Karena sudah ditunggu-tunggu setahun belakangan, film ini akhirnya jadi fenomena sekaligus hiburan yang menyenangkan–terutama buat penggemar setia sekaligus penikmat komik Marvel. Bung sendiri sudah menonton atau belum? Menariknya, durasi tiga jam justru tak terasa lama.
Dari serangkaian trailer dan potongan cerita yang dirilis Marvel Studio, satu hal yang kita tahu, nasib para Avengers jadi tak jelas. Semesta jadi lebih ‘sepi’ dan kelam lantaran Thanos telah memusnahkan separuh populasi. Bung pasti ikut berpikir, kira-kira masih ada harapan demi mengembalikan mereka yang tiba-tiba hilang begitu saja, atau melanjutkan hidup dengan orang-orang yang masih ada?
Tekad kuat membuat Captain America dkk akhirnya mencari cara melawan Thanos dan mengembalikan orang-orang di Bumi, termasuk kawan-kawan superhero mereka. Menariknya, kalau ingat ucapan Doctor Strange di film Avengers: Infinity War, dari 14 juta sekian kemungkinan, hanya ada satu peluang untuk menang, tentu kita berharap hal itu akan terjadi di film ini. Hanya saja, bagaimana caranya ya Bung?
Disini Bung akan melihat kejeniusan Anthony dan Joe Russo dalam meramu sebuah akhir perjalanan dari tim Avengers. Kedua bersaudara ini mempersembahkan penutup yang spektakuler, sebuah kata yang cocok untuk menggambarkan Endgame. Betapa film ini layak disebut masterpiece besutan Marvel. Bukan soal menang atau kalah yang hendak diceritakan, melainkan sebuah pesan yang lebih dalam tentang kehidupan. Ide ceritanya apik, Bung!
Di lain sisi, bukan sekadar film bertemakan superhero dengan latar science fiction, nilai istimewa Endgame justru ketika melihat para tokoh dan karakterisasi yang semakin matang. Dialog demi dialog yang bergulir membuat penonton tak akan bosan bahkan enggan beranjak dari kursi bioskop kendati durasi film ini sampai tiga jam. Sayangnya untuk beberapa superhero, akhirnya hanya menjadi tokoh minor–namun mereka tetap memiliki peran yang krusial guna menentukan akhir Endgame.
Kalau Bung ngaku penggemar setia superhero MCU, siap-siap dimanjakan dengan beragam kejutan dan fans service ala Russo Brothers di film ini.
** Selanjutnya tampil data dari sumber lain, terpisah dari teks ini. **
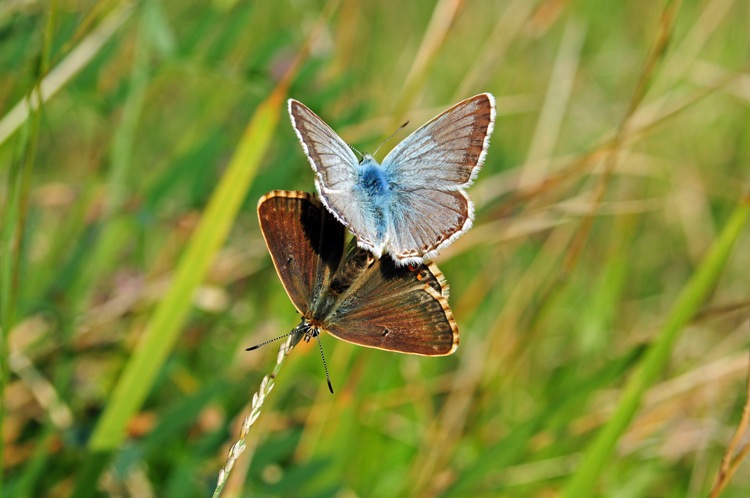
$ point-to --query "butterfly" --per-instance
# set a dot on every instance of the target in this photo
(348, 292)
(414, 203)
Sejumlah teori fans yang muncul sejak lama, akan terjawab benar atau tidaknya. Kepingan cerita dari film-film sebelumnya yang mungkin sejak lama dipertanyakan kelanjutannya, diracik sedemikian rupa sehingga menjadi cerita yang utuh untuk dimengerti.
Di lain sisi, Marvel Studio tetap mempertahankan resep lama yaitu menyelipkan dialog-dialog komedi sehingga film tak akan terasa membosankan, Bung. Hanya saja, untuk yang jeli saat menonton, pasti terasa ada dialog yang sengaja ditambahkan guna fans service semata.
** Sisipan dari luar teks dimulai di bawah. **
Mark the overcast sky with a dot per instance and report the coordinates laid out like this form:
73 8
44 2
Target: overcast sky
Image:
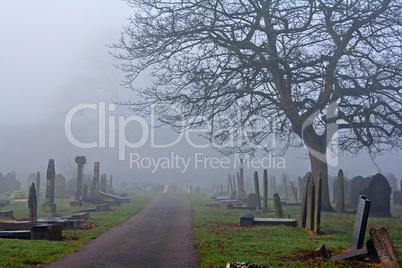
53 57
Sebagai persembahan terakhir sepanjang satu dekade, Marvel berusaha keras menyajikan keterkaitan cerita berupa kisah heroik, pengalaman pahit, harapan, rasa bahagia, dan yang penting, mengingat selalu jika tim Avengers adalah sebuah keluarga. Menonton film ini akan membuat emosi Bung terombang ambing. Ada momen untuk bergeming sejenak, lalu berganti dengan gelak tawa, tak lama dibuat bertanya-tanya, bahkan juga dibuat kesal dan khawatir di tengah cerita.
Dalam suasana hati yang begitu takjub, mungkin terasa sukar untuk mengkritisi film yang satu ini. Hanya saja, Bung siap-siap memaklumi efek visual yang dirasa sedikit kurang memuaskan. Terutama bila Bung penikmat film science fiction yang terbiasa dengan efek visual mutakhir. Kendati demikian, bukan berarti film ini terasa biasa saja, justru kesan untuk Endgame: memukau.
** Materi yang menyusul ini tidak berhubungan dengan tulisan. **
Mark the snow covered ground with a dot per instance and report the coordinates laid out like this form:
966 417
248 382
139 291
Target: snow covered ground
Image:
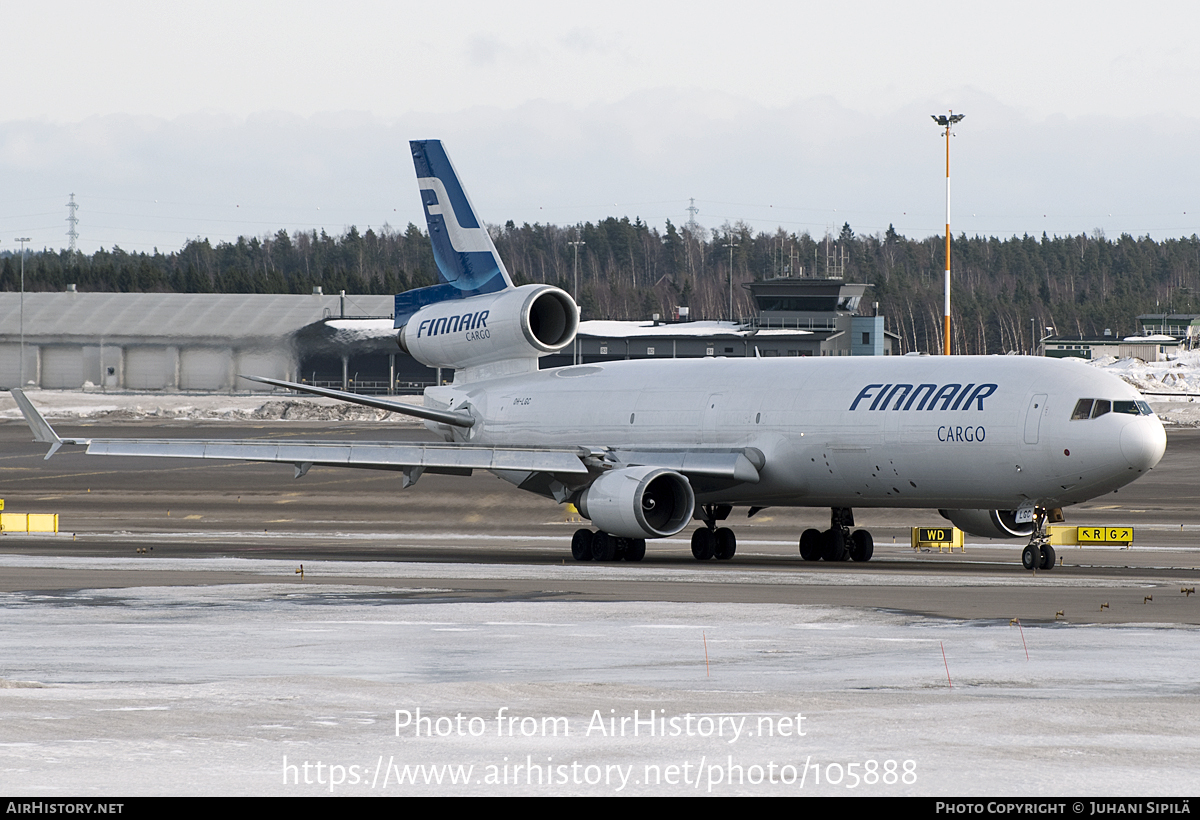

Avengers: Endgame adalah puncak kesuksesan sebuah cita-cita lama merealisasikan cerita dan karakter fantasi dari berbagai cerita komik menjadi sebuah sosok dan aksi nyata akhirnya terwujud dan dinikmati begitu banyak orang. Semesta MCU yang begitu kompleks disuguhkan dengan begitu apik. Pada akhirnya, menonton film ini rasanya tak cukup sekali ya Bung.